Do not look at laser with remaining good eye.
Their element14 custom pi web site needs to move to the 21st century - it's absolute crap on mobile, and the majority of people on the web use mobile devices.
I can guarantee you the majority of people using element14's website do so with the biggest monitor they can afford and do so while having multiple products open in multiple tabs while comparing multiple datasheets and a CAD program in the background.
This is a classic example of a well function website that definitely does NOT need a mobile friendly page.
With iperf testing, someone in that SE question reported about 94.4Mbit through the onboard LAN interface, under half of that for 802.11n over USB (44.5Mbit), and about 222Mbit over a USB3 gigabit ethernet interface. That roughly matches information that I've read in the past.
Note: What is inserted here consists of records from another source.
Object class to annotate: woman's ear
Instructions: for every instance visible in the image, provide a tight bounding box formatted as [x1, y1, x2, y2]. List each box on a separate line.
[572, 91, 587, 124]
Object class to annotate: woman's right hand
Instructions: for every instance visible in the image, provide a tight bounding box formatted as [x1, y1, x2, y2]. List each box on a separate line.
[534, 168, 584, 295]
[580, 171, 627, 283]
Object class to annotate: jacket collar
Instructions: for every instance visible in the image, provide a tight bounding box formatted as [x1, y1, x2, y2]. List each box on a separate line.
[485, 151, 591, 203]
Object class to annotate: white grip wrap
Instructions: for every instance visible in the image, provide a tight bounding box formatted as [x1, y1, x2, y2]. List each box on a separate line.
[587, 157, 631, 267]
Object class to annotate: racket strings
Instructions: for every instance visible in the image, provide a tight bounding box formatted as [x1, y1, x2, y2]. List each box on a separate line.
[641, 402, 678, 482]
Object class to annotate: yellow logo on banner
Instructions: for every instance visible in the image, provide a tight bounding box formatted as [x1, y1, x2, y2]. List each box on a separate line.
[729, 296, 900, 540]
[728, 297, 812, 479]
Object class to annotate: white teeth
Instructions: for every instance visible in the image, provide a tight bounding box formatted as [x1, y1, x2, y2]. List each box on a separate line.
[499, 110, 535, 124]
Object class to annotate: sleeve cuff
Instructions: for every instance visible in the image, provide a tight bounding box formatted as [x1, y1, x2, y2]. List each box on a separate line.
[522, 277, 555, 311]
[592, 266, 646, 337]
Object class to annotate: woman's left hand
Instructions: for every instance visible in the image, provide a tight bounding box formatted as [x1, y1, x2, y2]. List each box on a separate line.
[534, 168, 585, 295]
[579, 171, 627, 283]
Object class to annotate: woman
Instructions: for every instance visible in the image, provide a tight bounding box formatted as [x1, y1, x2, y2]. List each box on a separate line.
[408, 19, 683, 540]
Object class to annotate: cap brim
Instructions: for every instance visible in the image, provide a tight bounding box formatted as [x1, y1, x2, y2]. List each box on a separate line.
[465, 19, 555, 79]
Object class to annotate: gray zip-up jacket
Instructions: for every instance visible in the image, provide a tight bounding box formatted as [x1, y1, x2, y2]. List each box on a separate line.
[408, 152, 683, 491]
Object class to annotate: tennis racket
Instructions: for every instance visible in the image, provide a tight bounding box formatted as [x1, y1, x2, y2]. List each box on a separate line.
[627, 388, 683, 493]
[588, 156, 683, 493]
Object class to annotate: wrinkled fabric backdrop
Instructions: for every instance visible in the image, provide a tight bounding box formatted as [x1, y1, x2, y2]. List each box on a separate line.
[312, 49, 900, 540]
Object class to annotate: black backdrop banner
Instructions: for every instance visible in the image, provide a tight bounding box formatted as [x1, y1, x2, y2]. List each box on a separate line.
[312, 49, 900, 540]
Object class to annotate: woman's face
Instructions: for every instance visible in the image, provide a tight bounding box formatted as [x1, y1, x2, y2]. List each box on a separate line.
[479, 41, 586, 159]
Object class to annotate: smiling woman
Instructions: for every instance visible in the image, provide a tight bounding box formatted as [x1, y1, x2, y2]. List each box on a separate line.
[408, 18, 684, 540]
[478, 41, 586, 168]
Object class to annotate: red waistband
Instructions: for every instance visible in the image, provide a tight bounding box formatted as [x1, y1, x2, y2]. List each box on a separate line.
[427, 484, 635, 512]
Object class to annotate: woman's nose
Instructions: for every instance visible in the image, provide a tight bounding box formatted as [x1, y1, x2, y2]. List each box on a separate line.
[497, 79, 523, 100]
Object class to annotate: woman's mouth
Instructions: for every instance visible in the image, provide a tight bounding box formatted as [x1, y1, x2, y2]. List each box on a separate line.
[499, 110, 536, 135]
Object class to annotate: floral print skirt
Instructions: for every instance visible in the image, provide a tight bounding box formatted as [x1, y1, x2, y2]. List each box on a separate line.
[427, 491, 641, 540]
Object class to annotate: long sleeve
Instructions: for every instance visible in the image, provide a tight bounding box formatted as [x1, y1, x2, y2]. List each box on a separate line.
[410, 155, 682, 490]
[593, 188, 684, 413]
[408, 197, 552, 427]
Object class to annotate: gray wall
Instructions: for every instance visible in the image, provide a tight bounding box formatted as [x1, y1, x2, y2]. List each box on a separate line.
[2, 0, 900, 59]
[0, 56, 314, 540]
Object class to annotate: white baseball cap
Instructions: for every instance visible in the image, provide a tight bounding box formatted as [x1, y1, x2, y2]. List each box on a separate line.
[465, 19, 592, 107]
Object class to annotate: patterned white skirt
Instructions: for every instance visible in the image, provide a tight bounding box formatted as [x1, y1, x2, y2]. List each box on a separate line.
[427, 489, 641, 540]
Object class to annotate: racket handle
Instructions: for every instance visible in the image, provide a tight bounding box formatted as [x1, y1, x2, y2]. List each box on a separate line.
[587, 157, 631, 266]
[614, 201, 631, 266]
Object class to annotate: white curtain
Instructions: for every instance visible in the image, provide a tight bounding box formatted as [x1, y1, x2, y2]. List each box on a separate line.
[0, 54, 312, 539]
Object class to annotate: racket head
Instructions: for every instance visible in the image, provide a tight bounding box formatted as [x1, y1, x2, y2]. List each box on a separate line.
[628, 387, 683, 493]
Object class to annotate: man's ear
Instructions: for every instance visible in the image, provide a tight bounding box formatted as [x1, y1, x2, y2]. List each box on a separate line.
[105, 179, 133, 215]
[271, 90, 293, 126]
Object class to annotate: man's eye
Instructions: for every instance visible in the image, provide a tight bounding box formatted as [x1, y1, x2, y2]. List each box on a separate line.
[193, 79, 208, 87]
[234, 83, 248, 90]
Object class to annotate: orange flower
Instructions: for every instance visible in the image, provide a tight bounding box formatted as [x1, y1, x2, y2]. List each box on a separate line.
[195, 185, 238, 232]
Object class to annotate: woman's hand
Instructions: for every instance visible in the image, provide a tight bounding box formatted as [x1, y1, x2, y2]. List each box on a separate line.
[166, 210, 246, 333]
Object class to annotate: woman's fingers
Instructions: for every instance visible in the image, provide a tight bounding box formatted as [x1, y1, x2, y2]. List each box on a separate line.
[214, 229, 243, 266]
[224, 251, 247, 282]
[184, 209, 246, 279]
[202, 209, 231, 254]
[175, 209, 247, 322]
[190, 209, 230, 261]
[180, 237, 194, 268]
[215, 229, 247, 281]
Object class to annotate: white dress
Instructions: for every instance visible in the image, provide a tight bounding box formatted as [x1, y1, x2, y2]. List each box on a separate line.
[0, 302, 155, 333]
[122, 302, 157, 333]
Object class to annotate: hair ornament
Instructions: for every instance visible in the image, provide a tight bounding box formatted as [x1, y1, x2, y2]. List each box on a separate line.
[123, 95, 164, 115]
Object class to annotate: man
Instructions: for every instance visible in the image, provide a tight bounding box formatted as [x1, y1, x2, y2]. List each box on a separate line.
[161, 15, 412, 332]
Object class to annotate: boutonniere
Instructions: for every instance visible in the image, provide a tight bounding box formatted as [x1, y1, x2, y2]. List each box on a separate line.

It is pitch black. You are likely to be eaten by a grue.
First, the RPi2 is lower power compared even to a very new NUC. The entire RPi2 uses at maximum 420mA * 5V = 2.1W. The NUC uses between 6W and 30W.
Second, according to the summary it should be possible to add a couple of cheap chips to the RPi2 and have Gb Ethernet + SATA for a very modest increase in price. WiFi, Bluetooth, IR, etc. are totally unnecessary if all you want is a NAS or a small/cheap server. It'd be more like $60 for the mutant RPi2 vs $140 for the NUC you mentioned.
Clearly a NUC will curb-stomp an RPi2's performance. But there's definitely a "knee" to the curve between performance and price. If a mutant RPi2 can deliver the essential features at a very very low price... well, that's what the RPi is all about.